Isolation of JEV and phylogenetic characterization. (A) In vitro culture of JEV from mosquitoes, passage 1 in Aedes alboptictus C6/36 cells. The cell culture monolayer was analyzed by an immunofluorescent antibody assay (IFA) using an anti-JEV monoclonal antibody, 6B4A-10 (Merck, Sigma-Aldrich, Australia). Viral infected positive cells are stained green (main image captured at 400 × magnification). (B) Maximum likelihood (ML) tree inferred from 247 JEV complete coding regions (10,300 nt) using IQ-Tree version 2.1.2 and the generalized time-reversible, empirical base frequencies, invariant sites, and FreeRate model with 4 categories (GTR + F + I + R4) nucleotide substitution model. The tree is midpoint rooted to provide visual definition and was constructed with bootstrap support estimated from 1000 replicates (percentage bootstrap values of 100 are represented by red dots for key nodes only). The five JEV genotypes (I–V) are represented. The Queensland (QLD) Australian mosquito 2022 JEV GIV sequence is highlighted in bold orange font and is grouping with other available JEV GIV, mosquito, human, and pig sequences. The sequences of previous mosquito, human, and pig isolates also detected in QLD are shown in respective JEV genotypes I and II. GIV, genotype four; JEV, Japanese encephalitis virus.

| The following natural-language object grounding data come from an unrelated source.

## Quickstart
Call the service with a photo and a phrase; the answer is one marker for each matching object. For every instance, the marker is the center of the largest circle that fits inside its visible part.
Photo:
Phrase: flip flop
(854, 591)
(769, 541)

Phylogenetic analyses comparing 247 JEV complete open reading frames (ORFs) demonstrated the JEV QLD_S46716_M2022 isolate (GenBank accession number OR965960) grouped with GIV (Fig. 1B). Although this virus was passaged in both mosquito and vertebrate cells, it shared 99.9% nucleotide identity with Australian JEV GIV 2022 pig sequences ON624132.1 (QLD) and OP904182.1 (NSW), and JEV GIV 2021 sequence OM867669.1 obtained from a fatal human JE case from the Tiwi Islands (Waller et al., 2022). In comparison, these four sequences which clustered within GIV were less closely related to other previous JEV sequences obtained in QLD. This included the sequence from the first reported fatal human case of JE caused by GIV (MT253731) obtained from a traveler returning to Australia from Bali, 2019 (Pyke et al., 2020) which shared 96.7% nucleotide identity with JEV QLD_S46716_M2022. The remaining QLD human, mosquito, and pig JEV GI and GII sequences collected between 1995 and 2004 (Fig. 1B) all shared >85.0% nucleotide identity with QLD_S46716_M2022.

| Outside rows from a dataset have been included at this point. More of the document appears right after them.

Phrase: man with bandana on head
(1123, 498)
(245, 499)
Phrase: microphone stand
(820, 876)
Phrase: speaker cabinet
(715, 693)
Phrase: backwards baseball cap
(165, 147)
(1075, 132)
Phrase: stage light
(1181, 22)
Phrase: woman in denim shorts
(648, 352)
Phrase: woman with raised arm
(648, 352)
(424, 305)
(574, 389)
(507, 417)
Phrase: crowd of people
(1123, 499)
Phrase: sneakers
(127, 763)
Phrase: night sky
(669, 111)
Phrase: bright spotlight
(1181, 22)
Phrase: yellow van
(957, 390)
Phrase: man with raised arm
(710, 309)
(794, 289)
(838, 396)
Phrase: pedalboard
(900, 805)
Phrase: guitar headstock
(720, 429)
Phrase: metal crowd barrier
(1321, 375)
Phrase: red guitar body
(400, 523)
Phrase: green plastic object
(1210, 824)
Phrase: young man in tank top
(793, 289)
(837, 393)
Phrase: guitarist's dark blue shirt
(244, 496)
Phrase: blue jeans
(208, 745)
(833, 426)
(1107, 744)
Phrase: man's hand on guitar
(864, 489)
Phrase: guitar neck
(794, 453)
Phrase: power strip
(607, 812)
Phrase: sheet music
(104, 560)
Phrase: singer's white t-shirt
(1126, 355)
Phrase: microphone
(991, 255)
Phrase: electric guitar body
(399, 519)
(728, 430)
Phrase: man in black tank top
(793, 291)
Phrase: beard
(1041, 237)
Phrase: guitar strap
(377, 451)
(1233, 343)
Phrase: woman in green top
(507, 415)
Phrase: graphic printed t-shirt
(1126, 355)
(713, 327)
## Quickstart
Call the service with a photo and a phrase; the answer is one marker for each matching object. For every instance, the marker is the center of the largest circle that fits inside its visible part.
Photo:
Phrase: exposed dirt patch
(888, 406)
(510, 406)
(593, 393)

Further scrutiny of amino acid (aa) coding sequences demonstrated QLD_S46716_M2022 was most closely related to the QLD GIV 2022 pig sequence (ON624132.1) with which it shared 99.97% aa identity and differed from it by only one nonconserved aa change, R493K in the NS3 gene. However, other recent GIV NSW (OP904182.1), Tiwi Islands (OM867669.1), and Bali 2019 (MT253731.1) sequences all contained a K residue at NS3 position 493 identical to QLD_S46716_M2022. Interestingly, the cluster of 4 GIV sequences containing QLD_S46716_M2022 (Fig. 1B) all contained at least 23 aa changes within the JEV ORF and were distinctly different to the recent Bali 2019 (MT253731.1) sequence obtained from nearby Indonesia.

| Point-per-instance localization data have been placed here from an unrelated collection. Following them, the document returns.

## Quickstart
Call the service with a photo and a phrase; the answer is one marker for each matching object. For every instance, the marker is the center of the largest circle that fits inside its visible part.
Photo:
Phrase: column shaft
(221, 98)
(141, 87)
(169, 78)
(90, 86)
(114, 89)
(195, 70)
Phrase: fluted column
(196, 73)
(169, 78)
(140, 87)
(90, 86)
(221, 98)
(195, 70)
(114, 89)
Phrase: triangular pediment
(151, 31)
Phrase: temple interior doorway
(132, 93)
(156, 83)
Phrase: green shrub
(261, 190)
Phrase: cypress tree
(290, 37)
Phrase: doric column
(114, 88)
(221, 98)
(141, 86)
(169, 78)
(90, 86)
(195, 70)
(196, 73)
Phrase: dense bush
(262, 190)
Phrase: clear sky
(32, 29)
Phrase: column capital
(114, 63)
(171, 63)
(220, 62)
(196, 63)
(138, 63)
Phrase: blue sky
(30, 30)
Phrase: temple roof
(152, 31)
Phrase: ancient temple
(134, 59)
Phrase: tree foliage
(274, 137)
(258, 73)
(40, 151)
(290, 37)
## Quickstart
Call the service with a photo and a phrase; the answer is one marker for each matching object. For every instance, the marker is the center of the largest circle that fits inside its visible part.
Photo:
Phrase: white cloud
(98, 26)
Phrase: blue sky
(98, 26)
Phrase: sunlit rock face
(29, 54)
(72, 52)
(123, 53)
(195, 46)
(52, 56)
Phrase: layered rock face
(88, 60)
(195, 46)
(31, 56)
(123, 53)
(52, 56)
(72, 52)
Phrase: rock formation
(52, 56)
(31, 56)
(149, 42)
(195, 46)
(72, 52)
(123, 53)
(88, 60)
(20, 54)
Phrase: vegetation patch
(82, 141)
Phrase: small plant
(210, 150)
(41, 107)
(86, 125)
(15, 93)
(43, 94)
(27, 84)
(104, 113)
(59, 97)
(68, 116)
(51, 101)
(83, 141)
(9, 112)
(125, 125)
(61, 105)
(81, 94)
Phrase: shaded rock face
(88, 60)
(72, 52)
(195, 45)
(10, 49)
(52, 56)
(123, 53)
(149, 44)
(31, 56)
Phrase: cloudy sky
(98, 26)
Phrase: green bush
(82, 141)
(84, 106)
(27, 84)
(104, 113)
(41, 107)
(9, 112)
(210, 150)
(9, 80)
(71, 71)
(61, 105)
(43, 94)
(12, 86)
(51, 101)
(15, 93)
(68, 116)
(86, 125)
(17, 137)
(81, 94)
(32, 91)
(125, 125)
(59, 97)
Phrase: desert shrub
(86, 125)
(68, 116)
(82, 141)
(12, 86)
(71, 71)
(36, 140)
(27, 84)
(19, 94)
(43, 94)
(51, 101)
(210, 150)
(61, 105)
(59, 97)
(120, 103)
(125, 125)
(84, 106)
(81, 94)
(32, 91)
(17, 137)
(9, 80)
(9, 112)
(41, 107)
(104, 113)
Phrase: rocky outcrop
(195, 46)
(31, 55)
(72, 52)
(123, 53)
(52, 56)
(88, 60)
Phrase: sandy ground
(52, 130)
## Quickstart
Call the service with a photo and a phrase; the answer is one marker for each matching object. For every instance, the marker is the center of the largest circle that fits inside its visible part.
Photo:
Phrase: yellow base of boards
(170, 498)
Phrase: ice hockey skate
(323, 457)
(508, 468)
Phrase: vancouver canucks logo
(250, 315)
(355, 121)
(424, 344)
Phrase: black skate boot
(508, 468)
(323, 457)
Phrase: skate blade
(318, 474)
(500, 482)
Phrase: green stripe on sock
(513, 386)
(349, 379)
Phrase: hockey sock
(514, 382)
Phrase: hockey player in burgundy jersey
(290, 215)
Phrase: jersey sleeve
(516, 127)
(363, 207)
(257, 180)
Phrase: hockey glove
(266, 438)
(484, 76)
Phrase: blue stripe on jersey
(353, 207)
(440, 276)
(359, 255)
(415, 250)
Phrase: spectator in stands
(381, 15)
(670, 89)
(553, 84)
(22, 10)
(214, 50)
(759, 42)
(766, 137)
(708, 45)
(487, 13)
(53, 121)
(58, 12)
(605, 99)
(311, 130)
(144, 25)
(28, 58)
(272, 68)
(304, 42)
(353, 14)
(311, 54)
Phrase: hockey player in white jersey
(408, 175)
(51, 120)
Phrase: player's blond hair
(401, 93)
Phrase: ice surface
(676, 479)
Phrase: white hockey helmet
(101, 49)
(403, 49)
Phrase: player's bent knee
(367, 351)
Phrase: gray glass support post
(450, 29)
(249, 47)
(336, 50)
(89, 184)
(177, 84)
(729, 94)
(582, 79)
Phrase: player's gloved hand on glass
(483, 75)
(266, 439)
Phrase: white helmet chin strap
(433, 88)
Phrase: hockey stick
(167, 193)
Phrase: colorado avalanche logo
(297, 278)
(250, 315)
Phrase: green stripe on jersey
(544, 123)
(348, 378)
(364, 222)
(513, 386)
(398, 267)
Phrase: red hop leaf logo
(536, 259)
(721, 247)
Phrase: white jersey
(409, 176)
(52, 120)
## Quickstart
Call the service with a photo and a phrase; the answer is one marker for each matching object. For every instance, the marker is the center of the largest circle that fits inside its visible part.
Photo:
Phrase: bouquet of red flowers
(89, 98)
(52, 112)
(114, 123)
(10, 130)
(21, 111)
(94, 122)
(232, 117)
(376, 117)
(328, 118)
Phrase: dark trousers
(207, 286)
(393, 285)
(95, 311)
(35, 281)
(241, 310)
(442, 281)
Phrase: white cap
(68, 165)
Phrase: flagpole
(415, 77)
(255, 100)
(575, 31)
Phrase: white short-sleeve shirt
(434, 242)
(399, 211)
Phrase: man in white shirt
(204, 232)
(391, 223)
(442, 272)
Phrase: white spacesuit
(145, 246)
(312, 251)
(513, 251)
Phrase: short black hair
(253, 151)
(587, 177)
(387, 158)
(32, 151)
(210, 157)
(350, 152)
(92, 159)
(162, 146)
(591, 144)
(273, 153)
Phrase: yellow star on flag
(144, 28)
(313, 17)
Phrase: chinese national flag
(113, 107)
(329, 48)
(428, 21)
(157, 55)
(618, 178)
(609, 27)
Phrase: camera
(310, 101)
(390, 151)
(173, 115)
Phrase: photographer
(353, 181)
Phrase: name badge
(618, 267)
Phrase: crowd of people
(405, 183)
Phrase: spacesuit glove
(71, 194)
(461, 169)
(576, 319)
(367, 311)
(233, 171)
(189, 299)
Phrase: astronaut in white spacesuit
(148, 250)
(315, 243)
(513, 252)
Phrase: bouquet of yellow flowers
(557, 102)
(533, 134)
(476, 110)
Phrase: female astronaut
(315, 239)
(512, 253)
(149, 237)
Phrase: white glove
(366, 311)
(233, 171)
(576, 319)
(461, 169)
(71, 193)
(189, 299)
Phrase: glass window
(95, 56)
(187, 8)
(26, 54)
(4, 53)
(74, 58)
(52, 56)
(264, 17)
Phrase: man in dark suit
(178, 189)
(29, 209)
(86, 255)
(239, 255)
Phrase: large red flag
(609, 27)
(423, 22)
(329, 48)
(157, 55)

The transmission dynamics and disease potential of JEV GIV is largely uncharacterized but before 2022, infections of this emerging genotype had caused two known human fatalities (Pyke et al., 2020; Waller et al., 2022). Notably, it was the only genotype detected during the Australian 2022 mainland JEV outbreak [Australian Government Department of Health and Aged Care (DoHAC) 2023]. The recovery of representative GIV isolates, such as the one reported herein, is essential for viral phenotypic experiments including assessment of mosquito vector competence, and in vitro and in vivo pathogenicity studies which will assist future research of JEV host interactions, evolution, and potential disease markers, and the development of effective therapies, vaccines, diagnostic assays, and mosquito control strategies.